1805 seems to be a transitional period, for men’s clothing styles. Jack wears knee breeches, then long pants. His headgear ranges from a bicorn (fore and aft hat), to a tricorn, to a simple watch cap. Likewise the Marines-some wear top hats, others tricorns. the muidhsipment wear top hat like caps, also a mix of knee breeches and long pants. Why was this?
Because Glue Science was in its infancy, and it was difficult to make the glitter stick to the hot-pants.
A couple different reasons, none of which are opaque:
(1) It was a transitional period. Tricorne hats were, by that point, considered old fashioned and being put out of service. Style and fashion naturally evolved (as they are wont to do). Look at how many uniforms the US Army has used just in the last 15 years.
(2) They thought it was cool. This is not a joke… A lot of the really flamboyant uniforms of that era were either extremely inconvenient or actively injurious to the wearer, but they looked good. In the Napoleonic period in particular, some units had the notion that an officer who wore regulation issue uniforms was a dork and all the cool kids wore modified or custom tailored unis.
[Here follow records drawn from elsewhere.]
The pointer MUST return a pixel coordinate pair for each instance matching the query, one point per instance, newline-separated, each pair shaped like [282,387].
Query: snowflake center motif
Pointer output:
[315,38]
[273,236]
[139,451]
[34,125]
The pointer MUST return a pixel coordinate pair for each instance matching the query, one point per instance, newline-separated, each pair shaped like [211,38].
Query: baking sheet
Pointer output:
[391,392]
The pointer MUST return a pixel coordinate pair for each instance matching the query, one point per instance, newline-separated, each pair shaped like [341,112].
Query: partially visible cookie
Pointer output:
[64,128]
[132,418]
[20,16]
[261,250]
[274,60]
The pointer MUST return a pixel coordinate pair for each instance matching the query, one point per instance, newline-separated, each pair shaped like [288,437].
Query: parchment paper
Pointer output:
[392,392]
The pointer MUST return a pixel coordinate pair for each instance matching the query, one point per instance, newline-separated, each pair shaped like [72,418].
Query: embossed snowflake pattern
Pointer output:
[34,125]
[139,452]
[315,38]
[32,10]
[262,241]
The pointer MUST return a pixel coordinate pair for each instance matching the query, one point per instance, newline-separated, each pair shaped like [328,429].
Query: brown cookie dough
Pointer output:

(3) It was harder to maintain uniformity in an era where mass production was only just getting started. They couldn’t share designs over the internet, and sometimes there were big differences in style and quality of clothing depending on which factory or production batch the clothing came from. Again, this is not unique to the period… Check out soldiers in Iraq and Afghanistan and you’ll see that even the wealthiest military on Earth has soldiers who show up in a mix of styles and privately purchased gear.
(4) Life was hard, and when your stuff wore out it was hard to replace. The QM was unlikely to carry loads of spare unis that took up precious space, so you had to improvise until you made land at a port that could resupply your unis and/or privately purchase a piece of equipment that was “close enough.”
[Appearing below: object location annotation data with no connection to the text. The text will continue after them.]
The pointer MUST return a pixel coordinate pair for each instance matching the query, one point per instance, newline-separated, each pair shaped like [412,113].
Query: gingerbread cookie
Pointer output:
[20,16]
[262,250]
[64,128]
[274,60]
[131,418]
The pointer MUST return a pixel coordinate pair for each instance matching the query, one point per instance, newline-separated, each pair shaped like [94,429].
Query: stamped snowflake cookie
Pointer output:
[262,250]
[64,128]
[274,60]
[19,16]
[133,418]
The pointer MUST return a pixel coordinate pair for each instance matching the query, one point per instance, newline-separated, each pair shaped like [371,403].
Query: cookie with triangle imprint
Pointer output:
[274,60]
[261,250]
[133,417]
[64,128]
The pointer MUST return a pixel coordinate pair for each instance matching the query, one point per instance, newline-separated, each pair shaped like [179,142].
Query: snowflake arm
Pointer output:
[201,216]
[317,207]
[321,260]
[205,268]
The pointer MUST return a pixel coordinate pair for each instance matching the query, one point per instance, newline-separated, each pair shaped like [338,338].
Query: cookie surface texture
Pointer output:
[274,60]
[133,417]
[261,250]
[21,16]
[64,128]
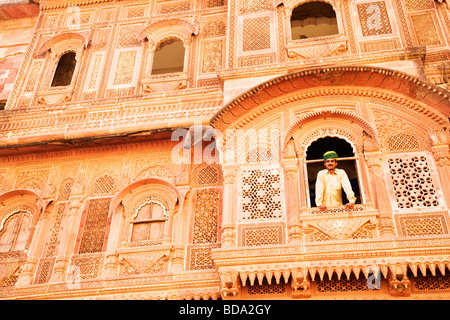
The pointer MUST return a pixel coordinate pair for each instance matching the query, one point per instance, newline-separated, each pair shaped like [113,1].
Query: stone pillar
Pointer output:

Uniforms weren’t really that standard in that era- officers bought their own (still do, actually), and sailors were issued clothes, and made their own. But in general, there weren’t ironclad regulations about exactly how a 1805 Royal Navy Lieutenant’s coat, hat and breeches should be built and worn.
For example, something that recurs in the books is people noting that Aubrey still wears his hat “athwartship”, meaning sideways, in an older style than “fore and aft” like the younger officers. Nowadays, it’s likely highly regulated exactly which hats should be worn, and exactly how they should be worn, so there’s no leeway for an officer to wear his hat 90 degrees different than the rest of his officers.
I also think that things like long pants vs. breeches were more of a personal preference kind of thing; again, that kind of thing doesn’t happen much anymore. It kind of reminds me of baseball- for a while there, some players wore the long pants, and some wore the knee pants & long socks, on the same team.
This still happens. Players can choose the cut of their own uniform pants. Most choose full length, but there are still variations in baggy versus close. A few guys wear different styles on different days.
In terms of different clothes that Jack wore during the series, a lot of it was simply based on the circumstances of the day. Dinner with an Admiral? full dress uniform, with breeches and a bicorne. Taking a turn on deck during the middle watch? trousers and a cap (if he got dressed at all).
Boarding another ship? An old jacket (at Killick’s insistence) and Hessian boots.
I did like how the officers and mids were all expected to be in full dress uniform if anyone was to be flogged - he even berated a mid once for showing up without a dirk.
Winston Churchill, once First Lord of the Admiralty, said, “If we are going to kill a man, it costs us nothing to be polite”
Which is criminal, if you ask me. The only reason to watch baseball is to ogle the cute butts on display, and those full pants ought to be outlawed.
Because it is cur-tailed.
Also, during Jack’s brief career as captain of a Letter of Marque, he wore a plain coat and a watch cap - he didn’t want to wear anything that made it appear that he was trying to pass as a serving Navy officer.
Ha ha ha ha ha! Next time we dine with the Admiral, you must ask me why it is called the dog watch. And I will reply “Because it has been docked!” No, no, I am out.
You have made your cake, and you must lie in it.